Monday, October 5, 2009

The Dollar and Its Viability

With the total Government Debt, inter and intra, going towards 120% of the GDP by the year 2012, we now suspect that the dollar will disappear. That being the case one may no longer be safe with even hard assets in the US.

The UK Independent states:

"The Chinese believe, for example, that the Americans persuaded Britain to stay out of the euro in order to prevent an earlier move away from the dollar. But Chinese banking sources say their discussions have gone too far to be blocked now. "The Russians will eventually bring in the rouble to the basket of currencies," a prominent Hong Kong broker told The Independent. "The Brits are stuck in the middle and will come into the euro. They have no choice because they won't be able to use the US dollar."

Chinese financial sources believe President Barack Obama is too busy fixing the US economy to concentrate on the extraordinary implications of the transition from the dollar in nine years' time.
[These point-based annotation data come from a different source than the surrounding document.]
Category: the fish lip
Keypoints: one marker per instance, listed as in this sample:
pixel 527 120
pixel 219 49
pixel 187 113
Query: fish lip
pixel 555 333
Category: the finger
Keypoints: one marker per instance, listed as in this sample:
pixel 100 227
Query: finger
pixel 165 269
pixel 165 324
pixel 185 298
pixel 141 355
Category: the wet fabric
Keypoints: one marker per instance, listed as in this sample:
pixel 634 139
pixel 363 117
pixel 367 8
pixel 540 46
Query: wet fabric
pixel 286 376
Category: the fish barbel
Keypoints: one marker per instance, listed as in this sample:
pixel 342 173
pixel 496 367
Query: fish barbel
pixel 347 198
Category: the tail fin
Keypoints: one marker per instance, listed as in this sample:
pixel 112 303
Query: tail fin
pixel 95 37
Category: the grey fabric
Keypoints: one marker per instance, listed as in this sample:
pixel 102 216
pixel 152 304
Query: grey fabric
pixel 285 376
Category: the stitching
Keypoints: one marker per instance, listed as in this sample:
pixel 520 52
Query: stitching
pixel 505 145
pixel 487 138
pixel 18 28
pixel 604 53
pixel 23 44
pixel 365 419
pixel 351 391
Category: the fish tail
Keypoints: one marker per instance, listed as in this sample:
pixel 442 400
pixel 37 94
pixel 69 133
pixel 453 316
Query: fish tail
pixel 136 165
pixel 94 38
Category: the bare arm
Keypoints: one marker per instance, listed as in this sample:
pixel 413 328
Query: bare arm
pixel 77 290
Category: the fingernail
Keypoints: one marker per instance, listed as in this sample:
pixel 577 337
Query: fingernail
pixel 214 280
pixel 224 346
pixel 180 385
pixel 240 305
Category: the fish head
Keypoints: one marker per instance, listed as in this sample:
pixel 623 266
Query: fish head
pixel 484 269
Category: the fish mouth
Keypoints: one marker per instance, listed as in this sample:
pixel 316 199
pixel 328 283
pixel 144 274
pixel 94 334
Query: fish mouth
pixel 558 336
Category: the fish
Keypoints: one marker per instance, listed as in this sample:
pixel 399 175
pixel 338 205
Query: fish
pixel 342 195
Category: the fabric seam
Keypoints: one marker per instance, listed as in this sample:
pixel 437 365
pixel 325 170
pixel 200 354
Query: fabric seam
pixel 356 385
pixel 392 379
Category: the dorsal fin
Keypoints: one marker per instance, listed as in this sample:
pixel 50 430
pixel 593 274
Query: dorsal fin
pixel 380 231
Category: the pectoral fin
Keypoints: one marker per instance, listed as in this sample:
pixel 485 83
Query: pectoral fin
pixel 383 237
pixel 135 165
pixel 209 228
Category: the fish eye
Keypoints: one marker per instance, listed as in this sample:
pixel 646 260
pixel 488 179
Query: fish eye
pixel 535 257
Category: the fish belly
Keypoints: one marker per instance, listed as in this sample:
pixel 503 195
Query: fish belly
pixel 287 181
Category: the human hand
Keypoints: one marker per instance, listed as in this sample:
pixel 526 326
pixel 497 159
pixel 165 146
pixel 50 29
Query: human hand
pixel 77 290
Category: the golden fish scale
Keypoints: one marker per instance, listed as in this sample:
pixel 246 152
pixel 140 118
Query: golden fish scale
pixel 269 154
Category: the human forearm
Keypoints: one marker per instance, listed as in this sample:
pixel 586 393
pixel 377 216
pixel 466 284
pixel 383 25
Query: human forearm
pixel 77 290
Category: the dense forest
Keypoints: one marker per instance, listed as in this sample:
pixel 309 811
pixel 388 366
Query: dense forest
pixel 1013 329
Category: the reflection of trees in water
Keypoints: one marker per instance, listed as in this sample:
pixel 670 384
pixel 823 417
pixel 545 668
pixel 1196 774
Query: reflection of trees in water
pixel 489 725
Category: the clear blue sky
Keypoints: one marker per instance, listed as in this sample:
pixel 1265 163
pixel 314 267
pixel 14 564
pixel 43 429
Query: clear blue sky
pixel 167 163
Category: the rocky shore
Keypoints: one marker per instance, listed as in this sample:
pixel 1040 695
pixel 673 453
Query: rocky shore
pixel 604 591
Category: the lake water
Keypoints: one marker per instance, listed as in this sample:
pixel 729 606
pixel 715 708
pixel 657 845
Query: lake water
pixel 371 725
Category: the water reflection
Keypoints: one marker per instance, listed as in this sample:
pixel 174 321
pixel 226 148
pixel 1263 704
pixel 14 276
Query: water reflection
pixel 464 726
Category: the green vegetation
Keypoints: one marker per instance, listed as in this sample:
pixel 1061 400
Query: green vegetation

The current deadline for the currency transition is 2018.

The US discussed the trend briefly at the G20 summit in Pittsburgh; the Chinese Central Bank governor and other officials have been worrying aloud about the dollar for years. Their problem is that much of their national wealth is tied up in dollar assets."

This is or should be a terrifying change since the need for dollars will disappear and thus so too will China. It is our belief that if the current Administration does not turn to a lower spending profile quickly, it will cause the US economy to implode.

The New Yorker article on Summers et al is an example of the hubris that this team has brought to the White House. In many ways it is akin to McNamara and the Kennedy White House. The article states:

"There were sound arguments why the $1.2-trillion figure was too high. First, Emanuel and the legislative-affairs team thought that it would be impossible to move legislation of that size, and dismissed the idea out of hand. Congress was “a big constraint,” Axelrod said. “If we asked for $1.2 trillion, it probably would have created such a case of sticker shock that the system would have locked up there.” He pointed east, toward Capitol Hill. “And the world was watching us, the market was watching us. If we failed to produce a stimulus bill, that in and of itself could have had deleterious effects.”

There was also a mechanical argument against a stimulus of that size. Peter Orszag, who was celebrating his fortieth birthday that day, said that, while the argument for a bigger stimulus was sound theoretically, there were limits to how much money the government could practically spend in the near future."

Namely, there really was no logic to the number at all. We stated that when we analyzed the Romer paper last January. It mad no sense then and even less now. We are on a road to perdition, and the dollar will be one of the final victims.